Journal of Southern Medical University ›› 2026, Vol. 46 ›› Issue (3): 693-706.doi: 10.12122/j.issn.1673-4254.2026.03.23

Previous Articles    

Identification of efferocytosis-related genes in osteoarthritis and prediction of traditional Chinese medicines based on bioinformatics and machine learning

Kelin XIANG1(), Xiaoyu ZHANG2, Zhengpeng LI1, Zhiwei XU2, Sujie LIU1, Yuan CHAI2,3()   

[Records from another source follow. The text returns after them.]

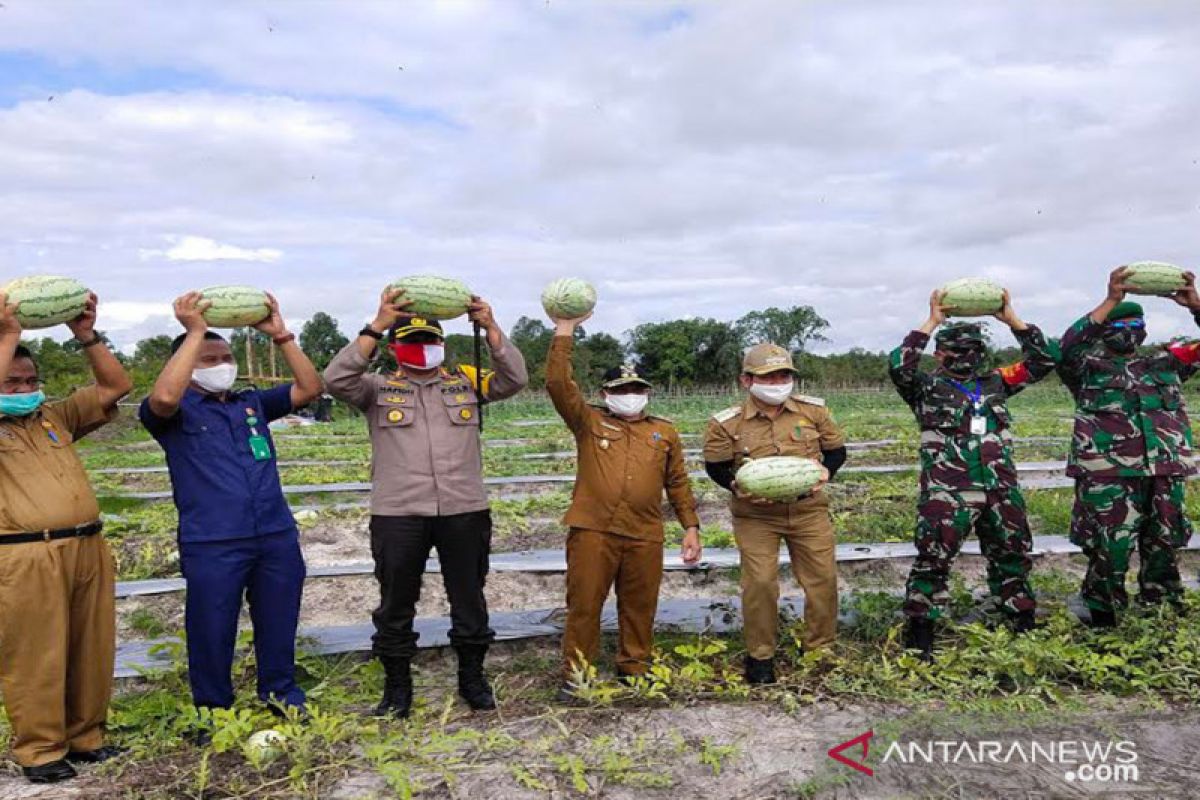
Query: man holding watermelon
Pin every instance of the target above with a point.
(237, 534)
(627, 461)
(1132, 450)
(57, 577)
(967, 476)
(775, 420)
(427, 482)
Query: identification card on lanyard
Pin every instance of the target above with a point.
(978, 421)
(259, 447)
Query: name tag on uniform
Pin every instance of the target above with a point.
(259, 447)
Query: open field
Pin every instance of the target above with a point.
(695, 729)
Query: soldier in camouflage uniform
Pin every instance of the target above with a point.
(967, 476)
(1132, 450)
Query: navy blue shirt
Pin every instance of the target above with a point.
(220, 489)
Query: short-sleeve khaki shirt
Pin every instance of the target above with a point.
(43, 485)
(803, 428)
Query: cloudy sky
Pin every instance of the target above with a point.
(688, 158)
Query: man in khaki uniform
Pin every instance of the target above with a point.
(774, 421)
(427, 483)
(57, 594)
(625, 461)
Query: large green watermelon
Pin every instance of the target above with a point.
(235, 306)
(46, 300)
(972, 298)
(1155, 278)
(433, 296)
(568, 298)
(783, 479)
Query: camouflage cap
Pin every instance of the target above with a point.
(960, 336)
(767, 358)
(1126, 310)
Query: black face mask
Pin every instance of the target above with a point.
(1123, 341)
(963, 364)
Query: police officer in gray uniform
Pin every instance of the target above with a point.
(427, 483)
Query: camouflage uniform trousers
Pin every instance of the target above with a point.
(1110, 517)
(945, 518)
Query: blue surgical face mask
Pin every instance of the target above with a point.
(22, 404)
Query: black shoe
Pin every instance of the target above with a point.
(285, 710)
(397, 689)
(199, 738)
(628, 678)
(97, 756)
(921, 637)
(760, 672)
(473, 684)
(51, 773)
(1024, 621)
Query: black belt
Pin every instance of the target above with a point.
(90, 529)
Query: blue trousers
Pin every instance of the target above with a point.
(269, 571)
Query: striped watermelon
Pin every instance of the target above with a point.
(433, 296)
(1155, 277)
(779, 477)
(235, 306)
(47, 300)
(568, 298)
(972, 298)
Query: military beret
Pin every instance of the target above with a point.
(960, 336)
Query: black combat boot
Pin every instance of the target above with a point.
(1024, 621)
(51, 773)
(921, 637)
(397, 689)
(760, 672)
(472, 681)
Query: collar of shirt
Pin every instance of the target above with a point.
(436, 378)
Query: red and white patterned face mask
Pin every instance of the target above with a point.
(419, 356)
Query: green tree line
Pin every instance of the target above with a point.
(678, 354)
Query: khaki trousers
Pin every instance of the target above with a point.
(808, 533)
(597, 560)
(57, 645)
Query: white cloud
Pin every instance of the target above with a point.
(849, 155)
(199, 248)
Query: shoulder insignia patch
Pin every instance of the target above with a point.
(727, 414)
(809, 398)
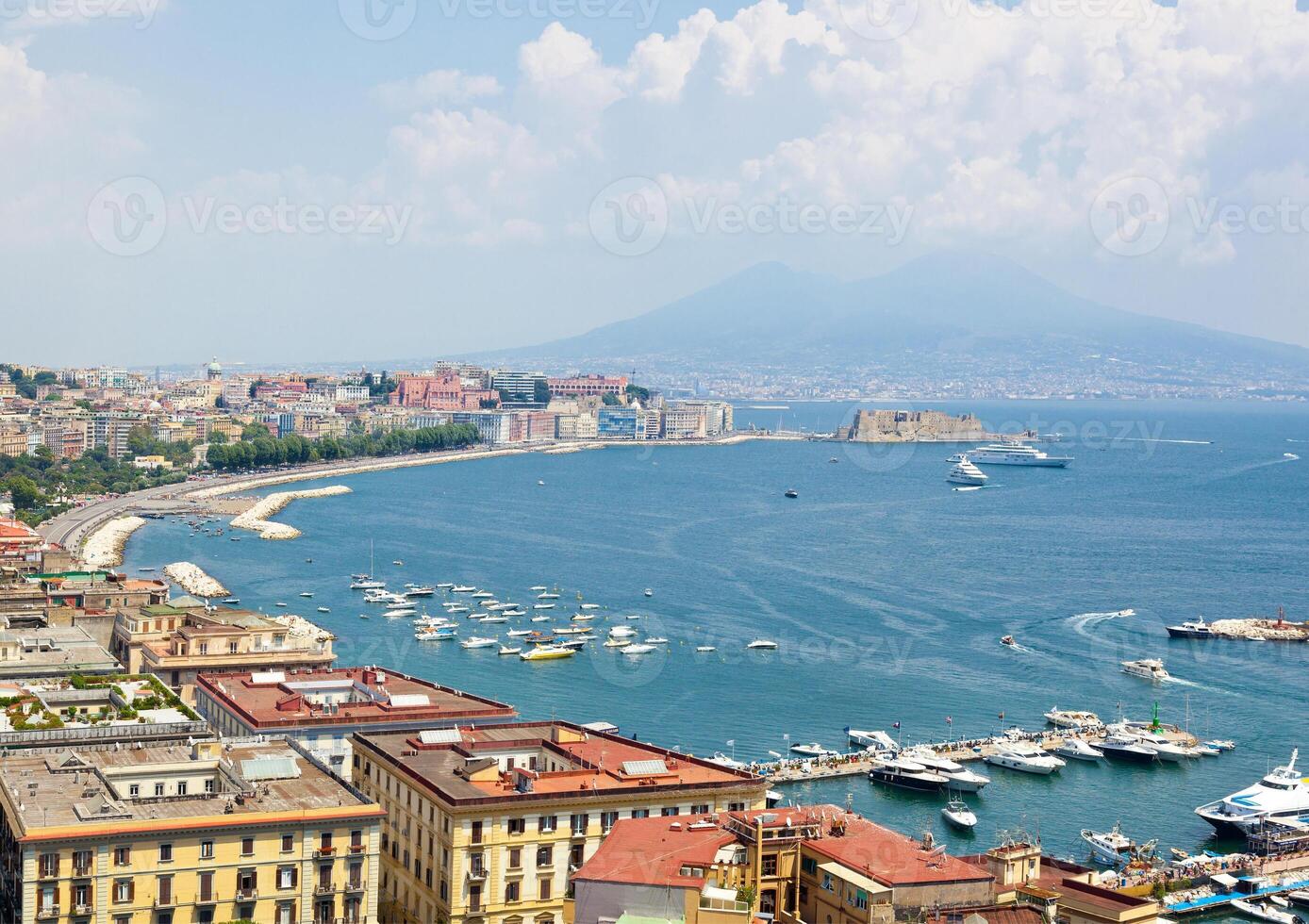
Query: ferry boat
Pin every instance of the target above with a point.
(967, 472)
(1193, 628)
(1282, 795)
(547, 653)
(1011, 452)
(906, 775)
(1025, 757)
(1147, 669)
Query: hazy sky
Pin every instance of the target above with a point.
(312, 179)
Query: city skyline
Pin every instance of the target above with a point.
(462, 177)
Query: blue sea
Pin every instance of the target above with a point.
(886, 590)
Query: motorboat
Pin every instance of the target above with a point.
(967, 472)
(1012, 452)
(1071, 718)
(877, 739)
(958, 815)
(1266, 911)
(1122, 746)
(1025, 757)
(1079, 749)
(1147, 669)
(1191, 628)
(1281, 795)
(906, 775)
(960, 776)
(547, 653)
(1113, 847)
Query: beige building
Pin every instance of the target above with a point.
(178, 640)
(489, 825)
(240, 830)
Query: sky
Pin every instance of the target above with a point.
(340, 179)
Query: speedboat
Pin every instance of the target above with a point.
(1147, 669)
(1191, 628)
(879, 739)
(958, 815)
(960, 776)
(478, 641)
(906, 775)
(1127, 748)
(967, 472)
(1071, 718)
(1078, 749)
(1025, 757)
(1112, 847)
(1282, 795)
(1012, 452)
(547, 653)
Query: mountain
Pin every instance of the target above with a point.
(949, 310)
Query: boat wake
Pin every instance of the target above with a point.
(1083, 622)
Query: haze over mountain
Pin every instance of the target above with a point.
(934, 310)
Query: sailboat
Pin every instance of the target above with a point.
(368, 583)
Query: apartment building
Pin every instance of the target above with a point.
(489, 823)
(215, 832)
(323, 707)
(179, 640)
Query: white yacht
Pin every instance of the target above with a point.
(1071, 718)
(1281, 795)
(1079, 749)
(967, 472)
(1025, 757)
(1147, 669)
(960, 776)
(1012, 452)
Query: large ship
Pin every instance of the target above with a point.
(1011, 452)
(1282, 795)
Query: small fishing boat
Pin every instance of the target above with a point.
(958, 815)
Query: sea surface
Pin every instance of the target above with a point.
(886, 590)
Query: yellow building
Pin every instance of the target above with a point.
(166, 833)
(178, 640)
(488, 825)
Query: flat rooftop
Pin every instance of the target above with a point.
(71, 792)
(276, 699)
(495, 763)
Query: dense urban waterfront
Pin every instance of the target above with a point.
(886, 592)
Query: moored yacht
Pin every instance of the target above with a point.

  1. 1.Guangxi University of Chinese Medicine, Nanning 530001, China
    2.Ruikang Hospital Affiliated to Guangxi University of Chinese Medicine, Nanning 530011, China
    3.Nanjing University of Chinese Medicine, Nanjing 210023, China
  • Received:2025-08-14 Online:2026-03-20 Published:2026-03-26
  • Contact: Yuan CHAI E-mail:xiangkelin1024@163.com;chaizxy@163.com

Abstract:

Objective To screen key genes related to efferocytosis in osteoarthritis (OA) based on bioinformatics and machine learning methods, and explore their diagnostic value, immune microenvironment characteristics, and potential therapeutic targets of traditional Chinese medicines (TCM). Methods OA-related datasets GSE55235, GSE55457, and GSE117999 were obtained from the GEO database. An efferocytosis-related gene set was retrieved from GeneCards. Differential expression analysis was performed to identify OA-related differentially expressed genes (DEGs) and their intersection with efferocytosis-related genes, followed by GO and KEGG enrichment analyses. Three machine learning algorithms (Random Forest, LASSO regression, and SVM) were used to screen feature genes, and their diagnostic efficacy was evaluated using ROC curves. qRT-PCR was used to validate the feature gene expressions in a rat OA model. Immune cell infiltration was analyzed using CIBERSORT, GSEA was used to explore the related pathways, and the Coremine database was utilized to predict TCMs associated with the feature genes. Results A total of 959 OA-related DEGs were identified, including 15 efferocytosis-related genes, which were enriched in leukocyte migration, extracellular matrix, and inflammatory pathways. Machine learning identified 3 feature genes, namely UCP2, EGLN3, and IL1B, which showed good diagnostic performance in both the training (GSE55235) and validation sets (GSE55457 and GSE117999) and varying expression patterns in the mouse models. Immune infiltration analysis showed significant differences in resting mast cells, resting memory CD4⁺ T cells, and activated mast cells between OA patients and healthy controls. The feature genes were closely associated with the adipocytokine signaling pathway, sulfur metabolism, and spliceosome pathway. A total of 100 TCMs were predicted, which were primarily herbs for tonifying deficiency, clearing heat, and promoting blood circulation, such as Lycium barbarum, Epimedium brevicornu, Rehmannia glutinosa, Sophora flavescens, Ligusticum chuanxiong, and Achyranthes bidentata. Conclusion Efferocytosis-related genes play important roles in OA pathogenesis. UCP2, EGLN3, and IL1B have diagnostic value for OA. The predicted TCMs may serve as potential agents for OA prevention and treatment.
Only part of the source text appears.